Verpflich­tungsgeber haftet auch nach Zuerkennung der Flüchtlings­eigenschaft für Lebens­unterhalts­kosten von Bürger­kriegs­flüchtlingenErstattungs­forderung des Jobcenters nicht unver­hält­nismäßig

Das Aufent­halts­gesetz ermöglicht die Einreise von Ausländern, bei denen sich ein Dritter verpflichtet hat, die Kosten des Lebens­un­terhalts zu tragen (§ 68 Aufent­halts­gesetz - AufenthG). Wird eine solche Verpflichtungs­erklärung zur Ermöglichung der Einreise syrischer Bürger­kriegs­flüchtlinge im Rahmen einer Landes­aufnahme­anordnung und damit zu einem humanitären Schutzzweck abgegeben, führt die Anerkennung als Flüchtling unter Erteilung einer entsprechenden Aufenthalts­erlaubnis nicht zu einem anderen Aufent­haltszweck und verpflichtet weiterhin zur Erstattung von Sozia­l­leis­tungen, die Begünstigte in der Folgezeit bezogen haben. Dies geht aus einer Entscheidung des Bundes­verwaltungs­gerichts hervor.

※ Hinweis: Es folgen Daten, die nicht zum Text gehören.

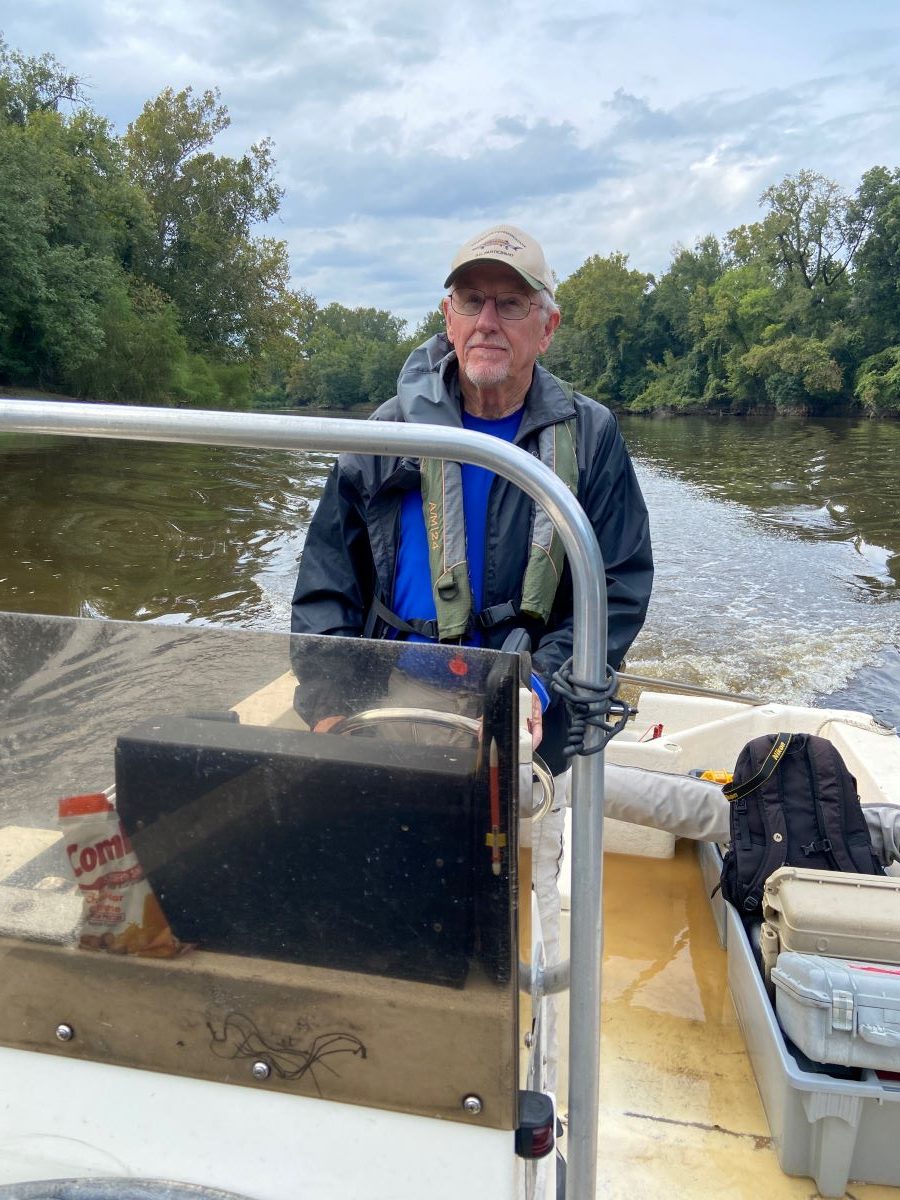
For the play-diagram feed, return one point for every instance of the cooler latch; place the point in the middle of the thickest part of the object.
(843, 1011)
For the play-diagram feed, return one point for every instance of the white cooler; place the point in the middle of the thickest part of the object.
(840, 1012)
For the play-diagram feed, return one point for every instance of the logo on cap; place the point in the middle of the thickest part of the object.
(503, 244)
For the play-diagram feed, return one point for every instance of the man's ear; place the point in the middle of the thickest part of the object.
(550, 328)
(448, 318)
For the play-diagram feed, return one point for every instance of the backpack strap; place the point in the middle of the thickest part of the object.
(831, 820)
(773, 820)
(766, 771)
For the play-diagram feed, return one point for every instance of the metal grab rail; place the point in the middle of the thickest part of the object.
(282, 432)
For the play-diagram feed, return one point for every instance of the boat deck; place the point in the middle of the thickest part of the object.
(679, 1111)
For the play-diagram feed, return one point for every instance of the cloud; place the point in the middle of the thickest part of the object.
(399, 131)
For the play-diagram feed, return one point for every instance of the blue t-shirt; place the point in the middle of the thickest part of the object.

Die Kläger sind die Erben eines in Deutschland lebenden syrischen Staats­an­ge­hörigen, der sich durch Unterzeichnung formularmäßiger Erklärungen verpflichtet hatte, für den Lebensunterhalt seiner Nichte, ihres Ehemannes und deren Kindes "bis zur Beendigung des Aufenthalts … oder bis zur Erteilung eines Aufent­halt­s­titels zu einem anderen Aufent­haltszweck" aufzukommen. Dies sollte deren Einreise ermöglichen. Die Verwandten reisten im Juni 2014 mit einem Visum aus Syrien in das Bundesgebiet ein und erhielten Aufent­halt­s­er­laubnisse nach § 23 Abs. 1 AufenthG in Verbindung mit der Aufnah­me­a­n­ordnung des Ministeriums für Inneres und Kommunales Nordrhein-Westfalen betreffend syrische Bürger­kriegs­flüchtlinge. Im Dezember 2014 erkannte ihnen das Bundesamt für Migration und Flüchtlinge auf die von ihnen gestellten Asylanträge die Flücht­lings­ei­gen­schaft zu. Das beklagte Jobcenter forderte mit Leistungs­be­scheid vom 3. September 2015 von dem Verpflich­tungsgeber die Erstattung von 8.832,75 Euro, die es für seine drei Verwandten im Zeitraum vom 11. Februar 2015 bis 31. August 2015 nach dem SGB II aufgewendet hatte. Das Verwal­tungs­gericht hat die Klage gegen den Erstat­tungs­be­scheid abgewiesen. Die hiergegen gerichtete Revision hatte keinen Erfolg.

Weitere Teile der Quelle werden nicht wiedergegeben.